Tim Armstrong's Secret Project Is To Turn AOL Into A Low-Cost Content Machine

A couple days ago at the Web 2.0 Summit, AOL CEO Tim Armstrong caused a little bit of a stir when he hinted that AOL is working on a “secret” technology project. When pressed for details on what exactly it is, he was vague. But after fishing around with our sources, we have a pretty good idea.

The secret project is a new content-management system (CMS) which will make it easier to produce and publish Web content across AOL’s sites and perhaps beyond. It will also help AOL scale up the number of contributors who write articles and produce videos for its numerous media sites well beyond the thousands who are working for it today.

During the on-stage interview at Web 2.0, this is what Armstrong said:

TA: We have some secret sauce that I can’t announce. But we’ve been working on something for 3 months that’s a big tech shift. I can talk about it later.

JB: Wait, tell me more. What tech?

TA: It’s a broader platform with more information about content, and around content. I can’t give you a better answer. We’ve gone from 500 journalists to over 3,000. We’re going to keep growing. Our content is 80% our own, we’re going to keep going. It’s all about taking content management serious. There’s an opportunity there.

Armstrong’s maniacal focus right now is on increasing the amount of content AOL spews out. In addition to its main Website, AOL operates more than 75 independent topic-specific sites and blogs in its MediaGlow business run by Bill Wilson. All told, AOL already employs a growing staff of journalists (3,000 to date).

The new CMS system will allow AOL to accelerate along that path, and bring in even more writers from the outside. Built into the system is a way to include content from freelance writers and pay them based on the views and ads shown on the pages they write. It’s like a fancy blogging platform with all sorts of tracking and ad-monetization built in.

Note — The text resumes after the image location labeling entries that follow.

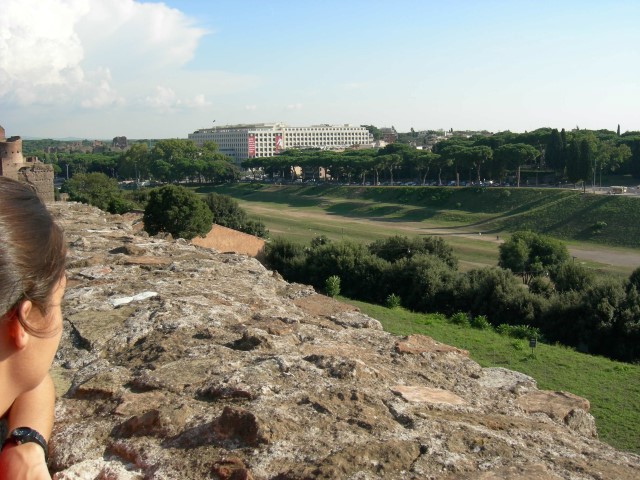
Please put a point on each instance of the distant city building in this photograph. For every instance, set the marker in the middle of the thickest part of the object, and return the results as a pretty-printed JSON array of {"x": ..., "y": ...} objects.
[
  {"x": 28, "y": 170},
  {"x": 389, "y": 135},
  {"x": 119, "y": 142},
  {"x": 266, "y": 140}
]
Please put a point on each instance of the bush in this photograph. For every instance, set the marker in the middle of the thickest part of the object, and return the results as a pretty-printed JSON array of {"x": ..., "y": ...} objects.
[
  {"x": 393, "y": 301},
  {"x": 227, "y": 212},
  {"x": 178, "y": 211},
  {"x": 288, "y": 258},
  {"x": 460, "y": 318},
  {"x": 518, "y": 331},
  {"x": 480, "y": 322},
  {"x": 598, "y": 226},
  {"x": 399, "y": 247},
  {"x": 98, "y": 190},
  {"x": 332, "y": 286},
  {"x": 572, "y": 276}
]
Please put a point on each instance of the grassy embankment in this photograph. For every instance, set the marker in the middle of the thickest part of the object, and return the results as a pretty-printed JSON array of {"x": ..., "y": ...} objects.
[
  {"x": 459, "y": 214},
  {"x": 364, "y": 214},
  {"x": 613, "y": 388}
]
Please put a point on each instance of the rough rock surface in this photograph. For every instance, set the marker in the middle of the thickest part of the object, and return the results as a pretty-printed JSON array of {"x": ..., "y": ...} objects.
[{"x": 178, "y": 362}]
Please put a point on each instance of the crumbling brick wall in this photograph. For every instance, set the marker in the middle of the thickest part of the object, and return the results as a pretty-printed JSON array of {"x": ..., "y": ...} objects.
[{"x": 31, "y": 170}]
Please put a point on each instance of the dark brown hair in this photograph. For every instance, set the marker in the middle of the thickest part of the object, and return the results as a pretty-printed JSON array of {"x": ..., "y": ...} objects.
[{"x": 32, "y": 249}]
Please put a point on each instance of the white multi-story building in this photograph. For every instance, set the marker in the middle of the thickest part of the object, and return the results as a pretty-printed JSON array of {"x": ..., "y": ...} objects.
[{"x": 266, "y": 140}]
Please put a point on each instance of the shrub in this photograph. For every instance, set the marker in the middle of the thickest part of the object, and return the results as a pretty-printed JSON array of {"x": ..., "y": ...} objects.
[
  {"x": 572, "y": 276},
  {"x": 503, "y": 329},
  {"x": 598, "y": 226},
  {"x": 332, "y": 286},
  {"x": 393, "y": 301},
  {"x": 460, "y": 318},
  {"x": 98, "y": 190},
  {"x": 518, "y": 331},
  {"x": 226, "y": 211},
  {"x": 480, "y": 322},
  {"x": 178, "y": 211}
]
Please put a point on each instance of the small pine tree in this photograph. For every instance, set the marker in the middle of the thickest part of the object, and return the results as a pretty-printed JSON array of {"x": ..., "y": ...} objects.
[
  {"x": 332, "y": 286},
  {"x": 178, "y": 211}
]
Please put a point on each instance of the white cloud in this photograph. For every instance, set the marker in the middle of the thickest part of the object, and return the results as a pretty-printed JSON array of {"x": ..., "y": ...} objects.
[{"x": 96, "y": 54}]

Demand Media has something like this called Demand Studios which is paying out $17 million a year to writers, editors, and video producers. In addition to furnishing Demand Media’s sites with content, Demand Studios also farms out articles and videos to other sites. AOL could do the same thing and provide the ads as well.

In addition to the content coming in from thousands, or even tens of thousands, of lowly-paid contributors, the CMS system might also be able to automatically generate related content on the fly. AOL is already experimenting with lightly-curated, automated topic pages on Love.com, which uses technology from its Relegence acquisition.

What isn’t clear is whether AOL is building an entirely new CMS system from scratch, or integrating technologies from past acquisitions. All of AOL’s blogs (Engadget, TMZ, Autoblog) already run on the Blogsmith CMS that came with its Weblogs, Inc acquisition. The new CMS might very well be based on Blogsmith or at least be built by the same engineers. AOL’s non-blog sites run on a relatively new CMS called Dynapub. It would make sense to have one CMS for everything. Then there’s the contextual feeds from Relegence. And blog-link generator Sphere, now known as Surphace, may also play a role. Put them all together, and you’ve got cheap content galore.